While they urged the President to again reject Keystone XL, they ignored the economic and national security benefits from the construction and operation of the pipeline. At a press conference at the National Association of Manufacturers (NAM), supporters from industry and labor talked about those missing pieces.
Matt Koch, Vice President for Oil Sands and Arctic Issues at the U.S. Chamber of Commerce’s Institute for 21st Century Energy, pointed out that he heard from local chambers of commerce and small business owners who “understand the importance of the Keystone XL pipeline to American jobs and economic security.” Jobs will be created, tax revenue will increase, and energy supplies will be made more secure.
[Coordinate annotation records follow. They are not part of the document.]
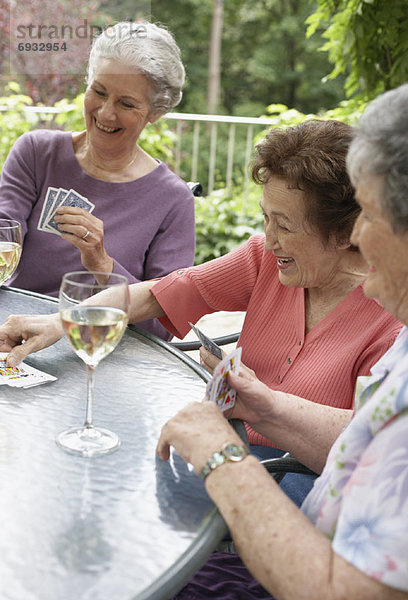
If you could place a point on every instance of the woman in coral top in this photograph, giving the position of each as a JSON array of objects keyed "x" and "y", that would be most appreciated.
[{"x": 309, "y": 330}]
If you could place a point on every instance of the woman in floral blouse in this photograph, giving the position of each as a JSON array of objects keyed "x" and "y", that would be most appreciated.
[{"x": 350, "y": 539}]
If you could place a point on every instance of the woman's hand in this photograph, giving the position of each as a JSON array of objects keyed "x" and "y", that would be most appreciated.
[
  {"x": 21, "y": 335},
  {"x": 85, "y": 232},
  {"x": 209, "y": 361},
  {"x": 255, "y": 402},
  {"x": 196, "y": 432}
]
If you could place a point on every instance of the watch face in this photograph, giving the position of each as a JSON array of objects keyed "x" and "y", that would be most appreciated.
[{"x": 234, "y": 452}]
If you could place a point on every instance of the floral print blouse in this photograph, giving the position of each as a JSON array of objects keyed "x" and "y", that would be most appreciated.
[{"x": 361, "y": 499}]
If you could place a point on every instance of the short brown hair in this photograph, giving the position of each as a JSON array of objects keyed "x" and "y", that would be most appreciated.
[{"x": 311, "y": 157}]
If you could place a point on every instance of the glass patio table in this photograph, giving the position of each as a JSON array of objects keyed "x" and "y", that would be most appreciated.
[{"x": 121, "y": 526}]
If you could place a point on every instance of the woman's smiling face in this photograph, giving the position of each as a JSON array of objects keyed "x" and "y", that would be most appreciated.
[
  {"x": 117, "y": 107},
  {"x": 384, "y": 250},
  {"x": 303, "y": 259}
]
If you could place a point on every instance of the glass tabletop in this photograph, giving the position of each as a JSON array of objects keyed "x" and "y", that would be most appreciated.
[{"x": 124, "y": 526}]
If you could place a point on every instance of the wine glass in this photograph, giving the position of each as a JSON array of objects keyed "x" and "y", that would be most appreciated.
[
  {"x": 11, "y": 241},
  {"x": 93, "y": 308}
]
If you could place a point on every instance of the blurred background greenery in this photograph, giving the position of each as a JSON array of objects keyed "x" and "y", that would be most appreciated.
[{"x": 285, "y": 59}]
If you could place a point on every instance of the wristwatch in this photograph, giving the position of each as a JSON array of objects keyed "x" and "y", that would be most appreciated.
[{"x": 228, "y": 453}]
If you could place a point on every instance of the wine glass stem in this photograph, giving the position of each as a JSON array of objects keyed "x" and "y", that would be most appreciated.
[{"x": 89, "y": 402}]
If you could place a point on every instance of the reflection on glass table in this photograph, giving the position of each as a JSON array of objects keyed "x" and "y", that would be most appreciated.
[{"x": 120, "y": 526}]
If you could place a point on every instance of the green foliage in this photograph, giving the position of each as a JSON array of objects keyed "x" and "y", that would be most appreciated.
[
  {"x": 367, "y": 41},
  {"x": 14, "y": 121},
  {"x": 223, "y": 222},
  {"x": 157, "y": 139}
]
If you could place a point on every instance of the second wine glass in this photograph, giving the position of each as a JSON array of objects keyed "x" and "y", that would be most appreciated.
[
  {"x": 10, "y": 248},
  {"x": 94, "y": 312}
]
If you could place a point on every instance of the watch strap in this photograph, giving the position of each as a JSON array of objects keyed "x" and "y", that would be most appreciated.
[{"x": 228, "y": 453}]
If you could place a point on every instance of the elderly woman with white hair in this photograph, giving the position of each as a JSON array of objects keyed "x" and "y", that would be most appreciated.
[
  {"x": 142, "y": 225},
  {"x": 350, "y": 538}
]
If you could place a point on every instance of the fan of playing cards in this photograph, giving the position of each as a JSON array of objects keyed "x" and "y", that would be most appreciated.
[
  {"x": 218, "y": 389},
  {"x": 55, "y": 198}
]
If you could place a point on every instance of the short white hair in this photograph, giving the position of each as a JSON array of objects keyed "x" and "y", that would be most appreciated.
[{"x": 151, "y": 50}]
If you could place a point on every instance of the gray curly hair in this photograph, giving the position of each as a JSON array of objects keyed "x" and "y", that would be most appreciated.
[
  {"x": 151, "y": 50},
  {"x": 380, "y": 147}
]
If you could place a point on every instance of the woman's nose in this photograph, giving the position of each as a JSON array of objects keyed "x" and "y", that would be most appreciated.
[
  {"x": 107, "y": 110},
  {"x": 271, "y": 238}
]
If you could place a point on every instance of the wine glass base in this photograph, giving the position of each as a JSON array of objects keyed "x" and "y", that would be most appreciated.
[{"x": 88, "y": 441}]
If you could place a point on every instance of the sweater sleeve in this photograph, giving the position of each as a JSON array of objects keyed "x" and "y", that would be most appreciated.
[
  {"x": 172, "y": 247},
  {"x": 18, "y": 189},
  {"x": 225, "y": 283}
]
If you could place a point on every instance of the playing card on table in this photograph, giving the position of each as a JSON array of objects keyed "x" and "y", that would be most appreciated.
[
  {"x": 64, "y": 198},
  {"x": 22, "y": 376},
  {"x": 218, "y": 389},
  {"x": 206, "y": 341}
]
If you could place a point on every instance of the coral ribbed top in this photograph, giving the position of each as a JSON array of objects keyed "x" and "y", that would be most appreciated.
[{"x": 322, "y": 365}]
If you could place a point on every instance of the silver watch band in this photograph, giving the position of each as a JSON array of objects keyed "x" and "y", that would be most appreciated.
[{"x": 228, "y": 453}]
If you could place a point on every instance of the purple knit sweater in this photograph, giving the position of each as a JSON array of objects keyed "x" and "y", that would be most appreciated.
[{"x": 149, "y": 227}]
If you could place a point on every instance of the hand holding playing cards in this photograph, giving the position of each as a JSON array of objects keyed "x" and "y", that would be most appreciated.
[
  {"x": 85, "y": 232},
  {"x": 255, "y": 403},
  {"x": 21, "y": 335}
]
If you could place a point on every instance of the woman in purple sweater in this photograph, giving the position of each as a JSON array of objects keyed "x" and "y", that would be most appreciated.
[{"x": 142, "y": 224}]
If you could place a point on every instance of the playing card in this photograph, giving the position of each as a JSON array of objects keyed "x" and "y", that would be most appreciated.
[
  {"x": 218, "y": 389},
  {"x": 61, "y": 193},
  {"x": 50, "y": 196},
  {"x": 206, "y": 341},
  {"x": 22, "y": 376},
  {"x": 70, "y": 198}
]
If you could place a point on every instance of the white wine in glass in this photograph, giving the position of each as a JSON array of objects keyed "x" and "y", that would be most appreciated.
[
  {"x": 93, "y": 308},
  {"x": 10, "y": 248}
]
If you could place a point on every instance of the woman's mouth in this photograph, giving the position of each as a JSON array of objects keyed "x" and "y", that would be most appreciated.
[
  {"x": 284, "y": 262},
  {"x": 106, "y": 129}
]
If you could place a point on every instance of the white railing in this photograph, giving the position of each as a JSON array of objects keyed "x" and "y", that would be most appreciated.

Jay Timmons, NAM President and CEO said approving Keystone XL is the action that would meet President Obama's promise of an “all-of-the-above” energy policy.
The southern leg of the pipeline currently under construction employs hundreds of people, many of whom are skilled craftsmen. One of those craftsmen is union member Billy Rogers. “Working on the Gulf Coast Project has afforded me a good income that allows me to support my family,” he said.
There’s also a national security component to Keystone XL. Navy Veteran Mike Hazard, who trains other veterans for United Association, a union representing pipe tradesmen, warned, “If Keystone XL isn't approved, the U.S. will continue to rely on oil from unstable regimes instead of strengthening our relationship with Canada. Continuing to rely on oil from unstable political regimes would be counter intuitive to the values and ideals that inspire the volunteer spirit of the American military."
TransCanada’s president of energy and oil pipelines, Alex Pourbaix put it bluntly: “Does the U.S. want its oil from a friendly neighbor in Canada and domestic sources like the Bakken play, or does it want to continue to import higher-priced foreign oil from nations that do not support U.S. values?”
That question didn’t even cross the minds of anti-pipelines protesters.